Disruptive technologies displace an earlier technology while adding greater value. Gone are the days of physicians sitting at their desks at the end of the day to input patient data. Mobile technologies are now being adopted by doctors faster than any other consumer types, and it is changing the way they run their practices and making them more productive. Watch this podcast to learn more about what mobile health is and why it is taking root in health care.
Massoud Alibakhsh, CEO at Nuesoft Technologies, Inc.
For more on Massoud, check out his bio.
Click here to read the Mobile Health as a Disruptive Technology Transcript
Massoud: Disruptive technologies are essentially game changers. These are the type of technologies that are brewing for a long time and they bring about radical changes in markets. A good example of a disruptive technology is the internet. You can't imagine living without it.
Look at a lot of the companies that were created. Amazon, for example, they have created a whole new set of markets and they've created a whole lot of sellers and buyers and they've made a lot of efficiencies. Disruptive technologies create new possibilities.
As it relates specifically to the health care market, what we believe to be the next disruptive technology is specifically the mobile, smart devices. The data demonstrates that physicians are leading the adoption of smart, mobile devices by a higher percentage even when you compare them to the average consumer.
From one side the new generation of physicians started adopting these devices because: A. Found it more convenient to have a small device in their hand as opposed to five different books. So the market responded to that and started building some of those apps.
You have the growth of internet and wireless networks. The drop in cost memory and processor speed. New innovation in terms of the way you interact with devices. At the same time, total connectivity to the cloud. So you're walking around the small mobile device in your pocket but you've got the help of massive computers that are connected to this mobile device through the cloud.
Physicians usually are mobile. The whole idea of a physician sitting behind a desktop and punching information- it's almost incompatible to a physician interacting and talking to a patient. Now in the past they would hold a notepad or they would hold a small recording device. Now comes a desktop- a computer that has to be plugged into the wall and it's stationary. It's immobile and it requires that you go to that station. It's not part of you. It's quite erratically different from a tape recorder or notepad.
The emergence of mobile- intelligent, mobile devices that have total connectivity essentially merge the benefits of those old devices and at the same time bring about entirely new capabilities and entirely new possibilities.
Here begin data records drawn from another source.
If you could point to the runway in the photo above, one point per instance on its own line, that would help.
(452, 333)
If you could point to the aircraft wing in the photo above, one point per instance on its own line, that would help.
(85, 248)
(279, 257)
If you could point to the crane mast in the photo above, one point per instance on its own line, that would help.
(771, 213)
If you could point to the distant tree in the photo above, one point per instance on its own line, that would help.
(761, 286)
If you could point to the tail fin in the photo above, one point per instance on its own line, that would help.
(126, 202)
And actually, if you think about the investment and the cost that the physicians have incurred collectively in investing in these EHR technologies and measure really their impact on productivity of the physicians. Comparing those numbers to the adoption and utilization of intelligent mobile devices by physicians- it's quite obvious who the winner is.
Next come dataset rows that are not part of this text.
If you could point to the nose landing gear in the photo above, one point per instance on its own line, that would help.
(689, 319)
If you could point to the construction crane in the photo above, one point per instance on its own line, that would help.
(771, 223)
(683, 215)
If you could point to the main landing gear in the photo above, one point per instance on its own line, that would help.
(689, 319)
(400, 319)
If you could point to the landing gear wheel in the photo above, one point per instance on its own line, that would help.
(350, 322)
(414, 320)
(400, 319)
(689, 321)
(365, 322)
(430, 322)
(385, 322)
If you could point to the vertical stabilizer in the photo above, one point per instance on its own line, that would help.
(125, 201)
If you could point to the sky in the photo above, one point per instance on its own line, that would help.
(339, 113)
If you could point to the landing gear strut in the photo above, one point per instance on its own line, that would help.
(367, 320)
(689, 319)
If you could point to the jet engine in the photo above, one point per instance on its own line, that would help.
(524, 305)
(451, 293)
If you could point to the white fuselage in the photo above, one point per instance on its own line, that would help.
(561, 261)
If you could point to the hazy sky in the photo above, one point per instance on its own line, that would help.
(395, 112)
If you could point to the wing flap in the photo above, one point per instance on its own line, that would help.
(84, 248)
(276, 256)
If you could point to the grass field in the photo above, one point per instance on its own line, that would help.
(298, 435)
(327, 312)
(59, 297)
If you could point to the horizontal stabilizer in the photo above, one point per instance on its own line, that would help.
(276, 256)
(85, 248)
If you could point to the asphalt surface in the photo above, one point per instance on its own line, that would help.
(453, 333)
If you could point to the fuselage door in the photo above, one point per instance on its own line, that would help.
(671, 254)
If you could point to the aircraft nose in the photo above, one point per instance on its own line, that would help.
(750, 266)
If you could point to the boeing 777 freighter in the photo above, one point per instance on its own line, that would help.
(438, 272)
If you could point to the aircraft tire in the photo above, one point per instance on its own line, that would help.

The new EHRs that are going to have high utilization rate are going to be the ones that are coming in the form of apps. To provide that you also need the cloud infrastructure. So really gone are the days of the old client-server completely. That really puts the death nail on the client server technology which unfortunately today the majority of the software that's being sold and marketed to the physicians are based on that old technology.
Physicians understand what these devices do, what they're good for, what their capabilities are, and now they're making new demands in terms of how these tools need to be utilized effectively and they need to be new apps that will help them deal with what they do on a day-to-day basis which is caring for patients.
And that's not something that's going to be dictated from top to bottom where engineers or designers or managers are going to decide that these software look like this or these devices look like this and this is how they're going to be distributed to the physicians or patients and that's how they can use it. It's really the other way around.
So that shift in terms of demand from bottom-up as opposed to top to bottom is a significant shift. And it's indicative of the theorem that we're putting forth that the mobile devices- intelligent, smart, mobile devices are going to be a game changer in the health care market.